Der 5. Psalm ist ein Lied

Der 5. Psalm ist ein Lied
Veröffentlicht am Mo., 25. Mai. 2020 20:51 Uhr
Tageslosung mit Auslegung

„Herr, frühe wollest du meine Stimme hören, frühe will ich mich zu dir wenden und aufmerken.“
(Psalm 5,4)


Die Worte stammen aus dem 5. Psalm und – so steht es gleich im 1. Vers des Psalms - von David und sie sollen zu Flötenspiel gesungen werden. Der 5. Psalm ist also eigentlich ein Lied.

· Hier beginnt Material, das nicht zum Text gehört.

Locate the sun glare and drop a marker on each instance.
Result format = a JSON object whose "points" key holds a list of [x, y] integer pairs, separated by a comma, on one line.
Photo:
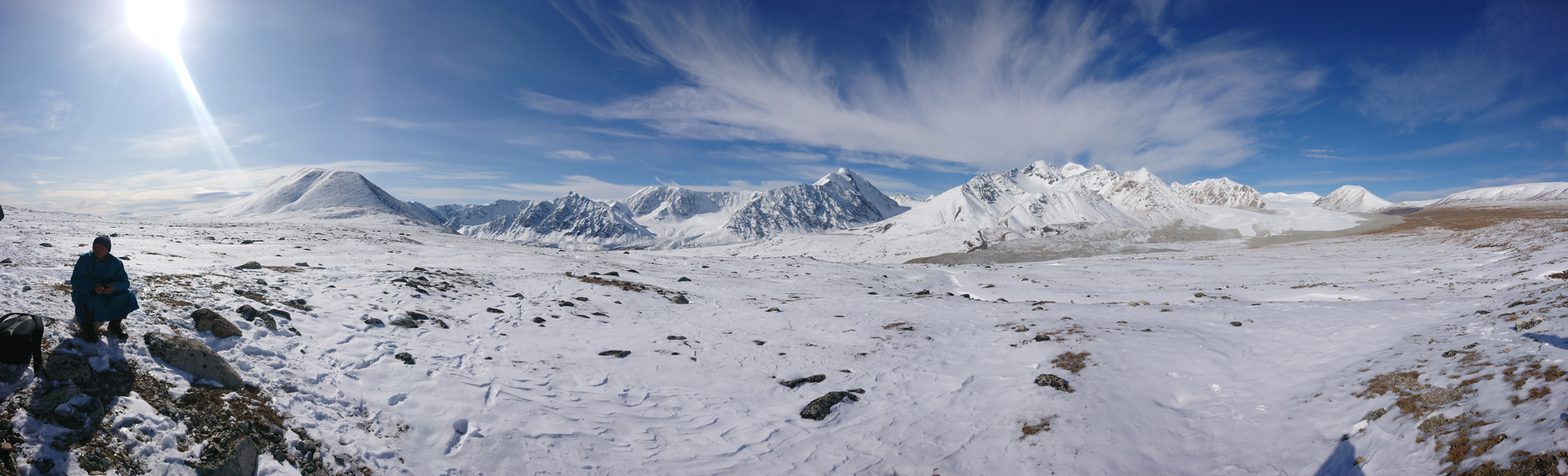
{"points": [[157, 22]]}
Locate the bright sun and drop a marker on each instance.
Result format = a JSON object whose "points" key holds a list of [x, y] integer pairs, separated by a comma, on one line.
{"points": [[157, 22]]}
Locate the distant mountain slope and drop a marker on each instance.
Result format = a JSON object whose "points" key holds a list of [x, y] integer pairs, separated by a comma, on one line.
{"points": [[569, 220], [318, 190], [1220, 191], [843, 199], [1352, 198]]}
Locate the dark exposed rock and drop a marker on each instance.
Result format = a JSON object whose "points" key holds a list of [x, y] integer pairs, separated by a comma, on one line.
{"points": [[405, 358], [234, 460], [1054, 382], [209, 322], [822, 406], [804, 380], [194, 358]]}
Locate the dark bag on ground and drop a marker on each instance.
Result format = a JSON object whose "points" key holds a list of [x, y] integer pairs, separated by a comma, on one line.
{"points": [[22, 340]]}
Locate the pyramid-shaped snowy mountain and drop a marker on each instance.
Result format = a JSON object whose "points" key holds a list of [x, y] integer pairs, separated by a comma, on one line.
{"points": [[320, 193], [1352, 198]]}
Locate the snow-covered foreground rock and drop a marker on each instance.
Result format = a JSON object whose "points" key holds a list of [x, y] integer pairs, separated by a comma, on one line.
{"points": [[1233, 362]]}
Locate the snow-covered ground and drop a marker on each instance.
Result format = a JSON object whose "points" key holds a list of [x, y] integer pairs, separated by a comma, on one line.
{"points": [[1169, 387]]}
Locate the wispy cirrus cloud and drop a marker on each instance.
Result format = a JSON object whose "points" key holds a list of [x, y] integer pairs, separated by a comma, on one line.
{"points": [[988, 85]]}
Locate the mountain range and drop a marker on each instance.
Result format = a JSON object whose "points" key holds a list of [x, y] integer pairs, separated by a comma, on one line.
{"points": [[1036, 201]]}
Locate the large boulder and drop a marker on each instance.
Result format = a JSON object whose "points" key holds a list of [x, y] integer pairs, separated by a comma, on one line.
{"points": [[211, 322], [194, 358]]}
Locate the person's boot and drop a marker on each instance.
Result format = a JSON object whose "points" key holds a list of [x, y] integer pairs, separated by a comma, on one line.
{"points": [[117, 329]]}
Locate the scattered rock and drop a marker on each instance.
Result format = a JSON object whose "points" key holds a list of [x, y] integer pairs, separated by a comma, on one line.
{"points": [[209, 322], [194, 358], [1054, 382], [822, 406], [235, 460], [1374, 416], [811, 380]]}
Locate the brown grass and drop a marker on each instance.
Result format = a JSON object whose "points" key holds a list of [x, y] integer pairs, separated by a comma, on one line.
{"points": [[1071, 362]]}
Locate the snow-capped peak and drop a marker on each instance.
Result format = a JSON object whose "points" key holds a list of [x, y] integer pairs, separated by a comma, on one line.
{"points": [[1352, 198]]}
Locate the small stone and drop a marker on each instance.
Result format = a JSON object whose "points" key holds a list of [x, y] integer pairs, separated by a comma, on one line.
{"points": [[822, 406], [804, 380], [209, 322], [1054, 382]]}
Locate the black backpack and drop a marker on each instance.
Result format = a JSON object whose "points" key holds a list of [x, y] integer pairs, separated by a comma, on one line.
{"points": [[22, 340]]}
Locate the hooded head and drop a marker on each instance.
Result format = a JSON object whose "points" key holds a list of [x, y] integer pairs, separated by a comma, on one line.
{"points": [[104, 242]]}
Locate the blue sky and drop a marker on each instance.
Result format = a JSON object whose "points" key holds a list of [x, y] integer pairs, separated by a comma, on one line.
{"points": [[477, 100]]}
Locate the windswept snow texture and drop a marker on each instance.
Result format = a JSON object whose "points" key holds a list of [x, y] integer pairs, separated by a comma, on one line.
{"points": [[840, 201], [1352, 198], [1220, 191], [1236, 361], [318, 190], [571, 221]]}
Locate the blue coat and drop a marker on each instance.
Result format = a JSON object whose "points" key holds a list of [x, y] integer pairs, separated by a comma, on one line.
{"points": [[104, 307]]}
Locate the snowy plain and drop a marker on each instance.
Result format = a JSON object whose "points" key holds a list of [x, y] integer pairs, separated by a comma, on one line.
{"points": [[1169, 387]]}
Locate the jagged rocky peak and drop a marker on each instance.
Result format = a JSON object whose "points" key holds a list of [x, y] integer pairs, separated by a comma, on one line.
{"points": [[1352, 198], [1222, 191], [843, 199], [675, 202], [313, 189]]}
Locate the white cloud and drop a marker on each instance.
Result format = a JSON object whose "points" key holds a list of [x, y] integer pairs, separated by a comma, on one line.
{"points": [[988, 85], [577, 155]]}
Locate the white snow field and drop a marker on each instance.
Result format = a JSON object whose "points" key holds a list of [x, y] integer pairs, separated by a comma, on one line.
{"points": [[1172, 385]]}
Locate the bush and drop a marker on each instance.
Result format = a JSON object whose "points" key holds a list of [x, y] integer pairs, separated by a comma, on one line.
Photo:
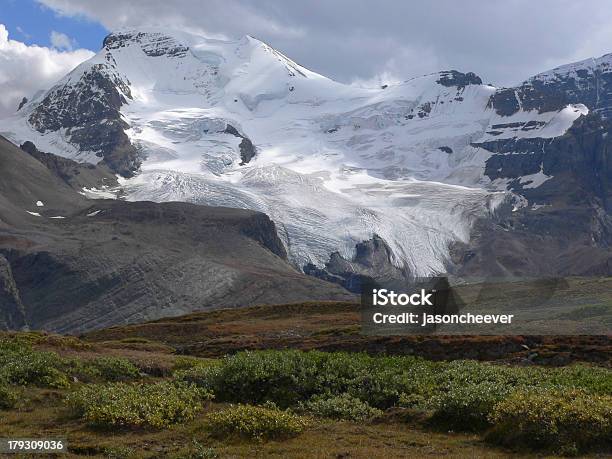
{"points": [[342, 406], [566, 422], [255, 423], [467, 407], [22, 365], [137, 405], [289, 377], [8, 397], [110, 369]]}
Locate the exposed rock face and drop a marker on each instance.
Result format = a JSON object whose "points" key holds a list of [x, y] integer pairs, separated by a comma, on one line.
{"points": [[22, 103], [155, 44], [12, 313], [579, 164], [459, 79], [88, 112], [372, 262], [247, 149], [76, 175], [588, 82], [108, 262]]}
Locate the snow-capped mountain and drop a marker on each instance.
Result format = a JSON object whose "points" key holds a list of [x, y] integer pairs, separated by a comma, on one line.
{"points": [[236, 123]]}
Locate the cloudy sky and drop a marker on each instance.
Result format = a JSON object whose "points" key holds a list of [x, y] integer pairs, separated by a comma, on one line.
{"points": [[355, 41]]}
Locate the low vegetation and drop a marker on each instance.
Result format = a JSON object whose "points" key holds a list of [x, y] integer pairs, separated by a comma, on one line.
{"points": [[342, 407], [155, 405], [216, 405], [255, 423], [567, 421]]}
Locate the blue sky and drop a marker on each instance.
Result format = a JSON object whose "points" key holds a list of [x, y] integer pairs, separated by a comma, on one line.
{"points": [[32, 23], [504, 42]]}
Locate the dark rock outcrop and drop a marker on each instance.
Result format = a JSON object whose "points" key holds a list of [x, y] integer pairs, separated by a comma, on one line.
{"points": [[12, 312], [372, 262], [22, 103], [76, 175], [88, 110], [459, 79], [109, 262], [247, 149]]}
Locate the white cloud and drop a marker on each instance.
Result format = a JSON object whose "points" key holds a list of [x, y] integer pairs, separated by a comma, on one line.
{"points": [[26, 69], [504, 42], [60, 40]]}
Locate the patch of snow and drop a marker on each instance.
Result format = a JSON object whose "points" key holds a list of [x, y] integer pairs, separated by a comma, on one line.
{"points": [[97, 193]]}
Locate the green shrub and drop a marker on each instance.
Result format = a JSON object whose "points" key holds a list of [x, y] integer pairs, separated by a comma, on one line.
{"points": [[343, 406], [590, 379], [137, 405], [8, 397], [110, 369], [289, 377], [185, 362], [22, 365], [255, 423], [564, 421], [467, 407]]}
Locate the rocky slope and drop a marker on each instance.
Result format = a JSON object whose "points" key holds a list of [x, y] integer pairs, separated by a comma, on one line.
{"points": [[70, 264], [429, 166]]}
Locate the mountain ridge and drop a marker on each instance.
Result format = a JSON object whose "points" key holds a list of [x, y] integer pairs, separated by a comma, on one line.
{"points": [[237, 123]]}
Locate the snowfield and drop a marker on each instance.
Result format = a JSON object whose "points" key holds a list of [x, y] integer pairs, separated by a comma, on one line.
{"points": [[335, 163]]}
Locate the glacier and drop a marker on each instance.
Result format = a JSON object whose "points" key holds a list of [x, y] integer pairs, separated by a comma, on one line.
{"points": [[334, 163]]}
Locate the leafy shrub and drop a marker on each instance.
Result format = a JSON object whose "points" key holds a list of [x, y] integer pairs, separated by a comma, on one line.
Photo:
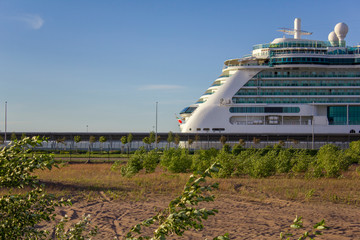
{"points": [[182, 214], [301, 161], [20, 213], [263, 166], [354, 151], [176, 160], [151, 160], [135, 163], [330, 161], [203, 159], [226, 148], [237, 149], [283, 161], [227, 162]]}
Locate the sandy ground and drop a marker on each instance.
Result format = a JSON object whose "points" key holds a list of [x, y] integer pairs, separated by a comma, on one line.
{"points": [[241, 217]]}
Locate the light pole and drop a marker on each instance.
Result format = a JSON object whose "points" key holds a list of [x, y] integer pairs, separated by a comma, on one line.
{"points": [[313, 132], [156, 126], [5, 121]]}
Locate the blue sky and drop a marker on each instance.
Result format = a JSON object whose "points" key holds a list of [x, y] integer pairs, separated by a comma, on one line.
{"points": [[68, 64]]}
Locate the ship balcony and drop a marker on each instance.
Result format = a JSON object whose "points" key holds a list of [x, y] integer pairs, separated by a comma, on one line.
{"points": [[271, 120]]}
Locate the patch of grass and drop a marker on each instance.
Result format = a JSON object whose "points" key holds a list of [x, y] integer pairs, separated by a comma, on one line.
{"points": [[87, 180]]}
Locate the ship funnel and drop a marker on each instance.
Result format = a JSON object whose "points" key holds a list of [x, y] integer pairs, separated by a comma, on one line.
{"points": [[297, 32], [341, 29]]}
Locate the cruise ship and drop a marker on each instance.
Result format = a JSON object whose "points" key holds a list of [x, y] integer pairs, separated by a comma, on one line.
{"points": [[289, 86]]}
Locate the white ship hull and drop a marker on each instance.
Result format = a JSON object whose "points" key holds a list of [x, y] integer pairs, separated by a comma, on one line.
{"points": [[286, 87]]}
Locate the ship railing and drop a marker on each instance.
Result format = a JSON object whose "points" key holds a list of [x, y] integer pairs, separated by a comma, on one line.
{"points": [[308, 75]]}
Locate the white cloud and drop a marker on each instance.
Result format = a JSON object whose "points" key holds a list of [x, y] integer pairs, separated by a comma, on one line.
{"points": [[32, 20], [160, 87]]}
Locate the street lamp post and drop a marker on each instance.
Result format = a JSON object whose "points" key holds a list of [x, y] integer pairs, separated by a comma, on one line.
{"points": [[156, 126], [5, 121]]}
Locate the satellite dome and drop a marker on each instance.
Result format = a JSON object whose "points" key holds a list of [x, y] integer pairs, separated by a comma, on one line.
{"points": [[341, 29], [332, 37]]}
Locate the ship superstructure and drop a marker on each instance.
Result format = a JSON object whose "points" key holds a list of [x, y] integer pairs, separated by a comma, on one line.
{"points": [[291, 85]]}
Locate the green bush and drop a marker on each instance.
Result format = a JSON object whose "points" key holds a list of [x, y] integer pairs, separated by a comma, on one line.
{"points": [[354, 152], [283, 161], [135, 163], [176, 160], [263, 166], [227, 161], [330, 161], [202, 159], [300, 161], [21, 213], [151, 160], [226, 148], [237, 149]]}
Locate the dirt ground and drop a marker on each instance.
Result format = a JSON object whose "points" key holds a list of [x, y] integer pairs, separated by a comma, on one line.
{"points": [[242, 218]]}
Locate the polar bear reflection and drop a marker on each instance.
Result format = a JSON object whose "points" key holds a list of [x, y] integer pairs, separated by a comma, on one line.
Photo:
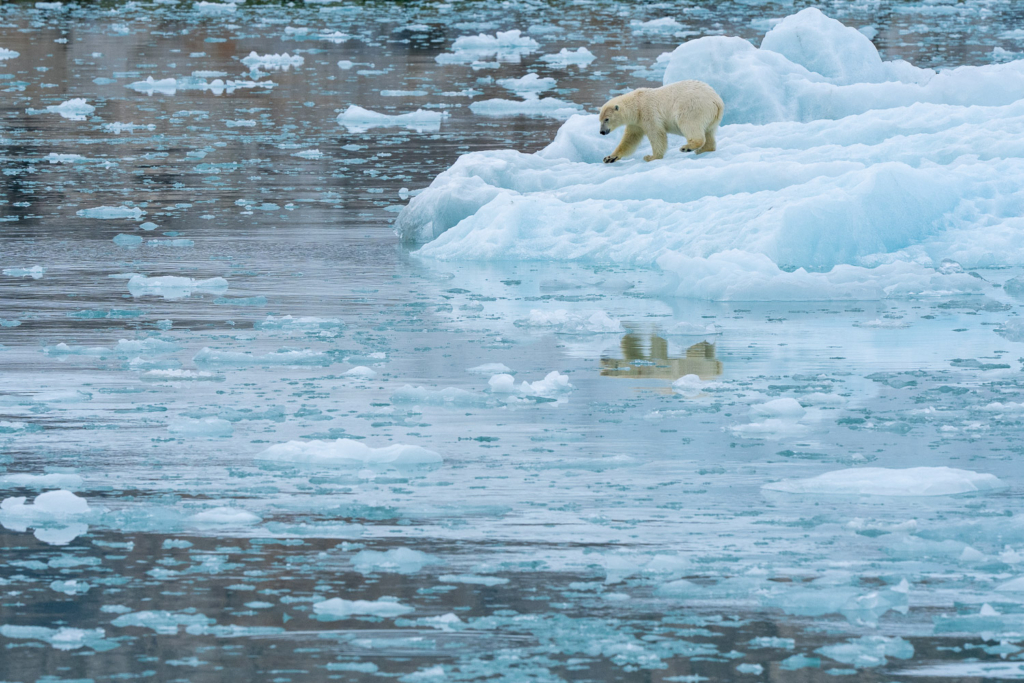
{"points": [[648, 358]]}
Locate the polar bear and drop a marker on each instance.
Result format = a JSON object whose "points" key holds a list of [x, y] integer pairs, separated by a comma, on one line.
{"points": [[690, 109]]}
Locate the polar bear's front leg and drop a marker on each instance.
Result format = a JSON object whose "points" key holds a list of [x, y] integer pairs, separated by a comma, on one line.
{"points": [[631, 140], [658, 144]]}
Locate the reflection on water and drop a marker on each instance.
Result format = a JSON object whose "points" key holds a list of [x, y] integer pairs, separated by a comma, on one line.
{"points": [[647, 356]]}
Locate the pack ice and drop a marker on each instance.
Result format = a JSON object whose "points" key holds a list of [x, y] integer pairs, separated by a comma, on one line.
{"points": [[837, 176]]}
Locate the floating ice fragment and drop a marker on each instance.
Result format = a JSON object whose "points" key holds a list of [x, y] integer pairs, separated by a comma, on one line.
{"points": [[571, 323], [337, 608], [398, 560], [109, 212], [73, 110], [35, 272], [285, 357], [205, 7], [580, 57], [502, 383], [208, 427], [530, 84], [554, 384], [491, 368], [547, 107], [225, 516], [359, 120], [60, 639], [174, 287], [272, 61], [350, 454], [664, 25], [167, 86], [360, 373], [868, 651], [883, 481]]}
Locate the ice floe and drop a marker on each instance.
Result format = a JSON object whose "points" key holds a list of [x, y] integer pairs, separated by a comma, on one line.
{"points": [[912, 481], [357, 120], [805, 206]]}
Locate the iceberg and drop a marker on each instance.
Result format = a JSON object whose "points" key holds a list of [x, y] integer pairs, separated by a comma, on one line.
{"points": [[807, 198]]}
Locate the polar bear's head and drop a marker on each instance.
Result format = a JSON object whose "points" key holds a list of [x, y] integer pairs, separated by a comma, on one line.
{"points": [[611, 116]]}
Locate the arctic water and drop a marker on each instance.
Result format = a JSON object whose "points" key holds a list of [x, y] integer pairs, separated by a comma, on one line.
{"points": [[331, 350]]}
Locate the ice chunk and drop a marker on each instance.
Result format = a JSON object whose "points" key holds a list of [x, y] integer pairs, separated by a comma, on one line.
{"points": [[359, 120], [55, 158], [547, 107], [530, 84], [491, 368], [553, 384], [35, 272], [349, 454], [664, 25], [337, 608], [162, 622], [811, 67], [73, 110], [174, 287], [561, 321], [506, 46], [109, 212], [209, 427], [64, 638], [868, 651], [272, 61], [398, 560], [564, 57], [54, 515], [205, 7], [42, 480], [208, 357], [166, 86], [502, 383], [883, 481], [225, 516]]}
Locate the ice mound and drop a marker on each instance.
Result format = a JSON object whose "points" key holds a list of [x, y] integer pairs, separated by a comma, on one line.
{"points": [[547, 107], [574, 323], [810, 67], [110, 212], [564, 57], [504, 46], [174, 287], [272, 61], [350, 454], [358, 120], [528, 85], [55, 515], [799, 207], [337, 608], [35, 272], [73, 110], [64, 638], [208, 357], [882, 481]]}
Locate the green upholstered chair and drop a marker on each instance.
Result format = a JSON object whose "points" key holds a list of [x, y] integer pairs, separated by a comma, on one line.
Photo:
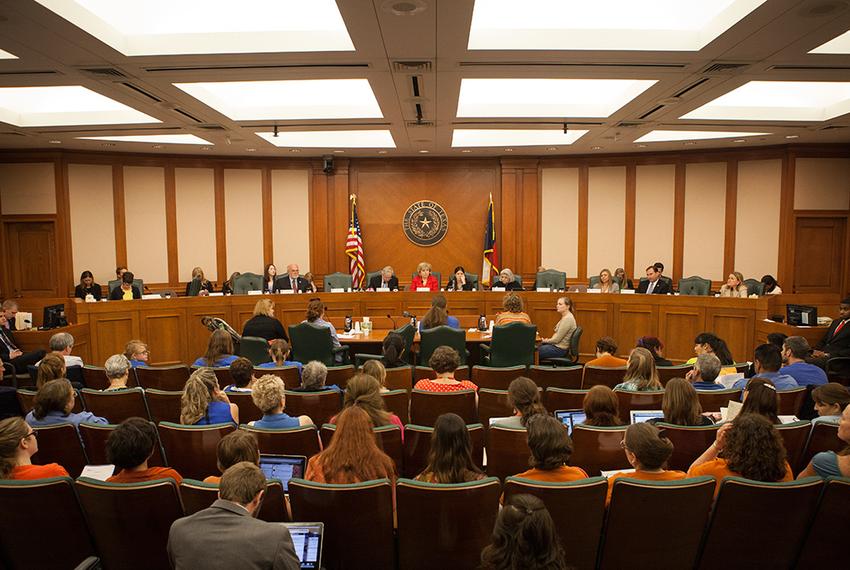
{"points": [[312, 342], [337, 281], [551, 278], [247, 282], [512, 344], [694, 286], [443, 335]]}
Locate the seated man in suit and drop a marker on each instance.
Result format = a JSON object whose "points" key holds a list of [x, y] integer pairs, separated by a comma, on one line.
{"points": [[226, 535], [293, 281], [654, 284], [386, 279]]}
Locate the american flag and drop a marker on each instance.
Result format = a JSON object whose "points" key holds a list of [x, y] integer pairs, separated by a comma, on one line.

In den ersten Versen, zu denen auch noch der unserer Tageslosung gehört, ruft David Gott an: „HERR, höre meine Worte, merke auf mein Seufzen! Vernimm mein Schreien, mein König und mein Gott; denn ich will zu dir beten. Herr, frühe wollest du meine Stimme hören, frühe will ich mich zu dir wenden und aufmerken.“

In den darauffolgenden Versen grenzt sich David ab gegen Menschen, die „böse“ sind: Frevler, Ruhmredige, Übeltäter, Lügner, Blutgiere und Falsche. Er selbst gehört nicht zu ihnen. Offenbar leidet er aber sehr unter ihnen. Er gibt seinem Vertrauen Ausdruck, dass  diese Menschen keine Gnade bei Gott finden werden, ja, er wünscht sich sogar, dass Gott sie „vernichten“ und „verstoßen“ möge.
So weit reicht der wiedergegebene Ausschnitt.